After my ninth birthday my parents, for a time, spoke of putting me into boarding-school, so that I might become habituated to the harder ways of life, and since the matter was talked over by all the members of the family, I went about for several days feeling as if I were on the eve of being sent to prison, for I imagined that a boarding-school had high walls and windows guarded by iron bars.

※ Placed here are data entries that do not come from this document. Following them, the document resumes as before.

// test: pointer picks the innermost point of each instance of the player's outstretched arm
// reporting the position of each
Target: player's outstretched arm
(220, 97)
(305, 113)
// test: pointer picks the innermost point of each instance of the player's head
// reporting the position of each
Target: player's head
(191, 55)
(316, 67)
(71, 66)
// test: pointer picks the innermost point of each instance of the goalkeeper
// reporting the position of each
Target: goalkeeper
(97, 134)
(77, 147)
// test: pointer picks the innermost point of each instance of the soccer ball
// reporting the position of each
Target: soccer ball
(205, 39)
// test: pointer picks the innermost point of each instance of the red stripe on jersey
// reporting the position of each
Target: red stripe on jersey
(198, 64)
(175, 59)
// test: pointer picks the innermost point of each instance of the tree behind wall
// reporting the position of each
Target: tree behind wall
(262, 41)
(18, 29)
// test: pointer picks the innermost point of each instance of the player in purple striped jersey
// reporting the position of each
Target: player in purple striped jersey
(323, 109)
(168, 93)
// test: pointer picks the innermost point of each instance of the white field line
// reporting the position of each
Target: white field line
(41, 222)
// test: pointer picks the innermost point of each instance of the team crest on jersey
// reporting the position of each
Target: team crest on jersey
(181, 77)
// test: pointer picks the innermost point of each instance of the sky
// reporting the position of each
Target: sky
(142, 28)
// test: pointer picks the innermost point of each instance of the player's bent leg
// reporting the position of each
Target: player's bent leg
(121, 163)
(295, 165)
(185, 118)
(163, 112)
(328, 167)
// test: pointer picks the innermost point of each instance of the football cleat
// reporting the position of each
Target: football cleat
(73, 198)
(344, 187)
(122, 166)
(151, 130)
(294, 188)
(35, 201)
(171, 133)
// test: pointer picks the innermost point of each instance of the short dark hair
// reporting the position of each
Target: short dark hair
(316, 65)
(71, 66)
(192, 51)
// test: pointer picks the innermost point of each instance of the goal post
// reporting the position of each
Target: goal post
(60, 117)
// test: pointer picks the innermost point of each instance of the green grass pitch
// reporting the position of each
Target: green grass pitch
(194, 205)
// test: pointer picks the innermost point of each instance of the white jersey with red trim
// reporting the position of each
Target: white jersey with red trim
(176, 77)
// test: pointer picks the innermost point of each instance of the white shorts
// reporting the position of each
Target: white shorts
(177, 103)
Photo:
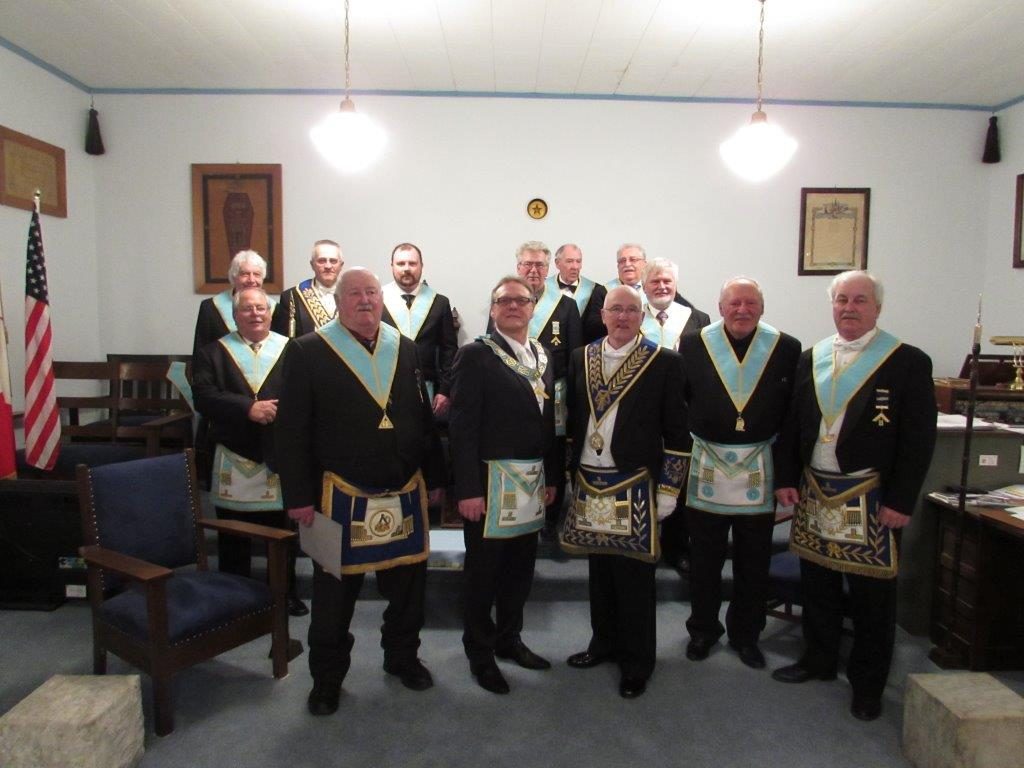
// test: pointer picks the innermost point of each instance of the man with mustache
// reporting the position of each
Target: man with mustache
(737, 380)
(858, 438)
(425, 316)
(355, 438)
(506, 460)
(311, 303)
(588, 295)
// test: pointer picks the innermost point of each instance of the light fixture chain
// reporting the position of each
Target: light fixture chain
(348, 74)
(761, 50)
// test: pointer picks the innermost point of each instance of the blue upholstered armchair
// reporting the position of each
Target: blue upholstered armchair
(154, 602)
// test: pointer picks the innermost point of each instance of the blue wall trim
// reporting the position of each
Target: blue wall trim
(491, 94)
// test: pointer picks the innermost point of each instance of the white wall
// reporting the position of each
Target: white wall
(35, 102)
(459, 173)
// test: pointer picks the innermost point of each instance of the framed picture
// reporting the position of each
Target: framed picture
(27, 165)
(833, 229)
(1018, 222)
(236, 207)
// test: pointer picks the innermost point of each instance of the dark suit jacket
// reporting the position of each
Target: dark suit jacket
(304, 323)
(436, 342)
(327, 421)
(223, 396)
(495, 416)
(209, 326)
(711, 412)
(651, 416)
(900, 449)
(569, 336)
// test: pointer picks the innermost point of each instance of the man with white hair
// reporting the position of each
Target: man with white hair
(588, 295)
(665, 320)
(311, 303)
(737, 379)
(858, 439)
(248, 269)
(356, 443)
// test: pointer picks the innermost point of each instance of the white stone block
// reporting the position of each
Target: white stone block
(76, 721)
(962, 720)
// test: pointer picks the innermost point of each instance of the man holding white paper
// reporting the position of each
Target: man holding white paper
(356, 443)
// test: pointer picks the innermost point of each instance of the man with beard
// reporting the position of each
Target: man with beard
(311, 304)
(505, 459)
(425, 316)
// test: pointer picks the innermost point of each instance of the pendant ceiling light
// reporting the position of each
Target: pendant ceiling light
(759, 150)
(347, 139)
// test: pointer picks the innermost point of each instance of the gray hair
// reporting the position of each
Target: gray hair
(558, 253)
(844, 276)
(637, 246)
(245, 257)
(532, 245)
(741, 279)
(237, 297)
(512, 279)
(659, 265)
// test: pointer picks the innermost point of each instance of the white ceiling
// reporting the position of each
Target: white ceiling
(968, 52)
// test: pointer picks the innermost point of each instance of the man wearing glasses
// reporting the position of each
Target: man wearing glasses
(629, 434)
(506, 460)
(311, 303)
(236, 383)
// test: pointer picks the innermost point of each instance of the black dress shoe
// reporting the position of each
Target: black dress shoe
(523, 656)
(750, 654)
(585, 659)
(631, 687)
(296, 607)
(865, 708)
(698, 648)
(800, 673)
(489, 678)
(324, 697)
(413, 674)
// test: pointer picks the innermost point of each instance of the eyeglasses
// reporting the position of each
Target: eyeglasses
(519, 301)
(527, 265)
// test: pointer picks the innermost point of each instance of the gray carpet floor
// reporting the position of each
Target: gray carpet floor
(230, 712)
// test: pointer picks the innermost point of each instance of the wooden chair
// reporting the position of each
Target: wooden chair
(148, 409)
(154, 602)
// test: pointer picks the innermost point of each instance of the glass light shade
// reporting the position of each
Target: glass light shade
(759, 150)
(347, 139)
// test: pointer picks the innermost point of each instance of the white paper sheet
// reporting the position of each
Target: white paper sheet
(322, 542)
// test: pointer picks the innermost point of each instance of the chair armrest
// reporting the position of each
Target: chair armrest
(164, 421)
(251, 529)
(130, 567)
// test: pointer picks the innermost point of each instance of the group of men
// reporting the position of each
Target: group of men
(679, 432)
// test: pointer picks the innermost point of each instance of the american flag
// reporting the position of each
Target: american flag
(42, 423)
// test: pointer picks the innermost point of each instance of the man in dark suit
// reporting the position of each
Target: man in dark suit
(248, 269)
(354, 428)
(236, 383)
(425, 316)
(666, 320)
(311, 304)
(738, 377)
(858, 438)
(505, 458)
(667, 316)
(588, 295)
(629, 432)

But, upon reflection, they considered that I was too frail and delicate a human plant to be thrown in contact with those others of my kind who, in all probability, would play roughly, and have bad manners; they concluded, therefore, to keep me at home a little longer.

At any rate I was delivered from “Mr. Ratin.” The old professor, rotund of figure and kind of manner, who succeeded him, was less distasteful to me, but I made just as little progress under his care. In the afternoon, at about the time for his arrival, I would hastily begin to prepare my lessons. I was then usually to be found at my window, hidden behind the venetian blinds, with my book open at the page containing the lesson; and when I saw him come into view at the turning near the bottom of the street I commenced to study it.

And generally by the time he arrived I knew enough to receive, if not to merit, a “pretty good,” a mark over which I did not grumble.

I had also my English professor who came to me every morning,—and whom I nicknamed Aristogiton (I do not now recall why). Following the Robertson method, he had me paraphrase the history of Sultan Mahmoud. Outside of that, the only thing that I am sure of is that I accomplished nothing, absolutely nothing, less than nothing; but he had the good taste not to growl at me, and in consequence I have an almost affectionate remembrance of him.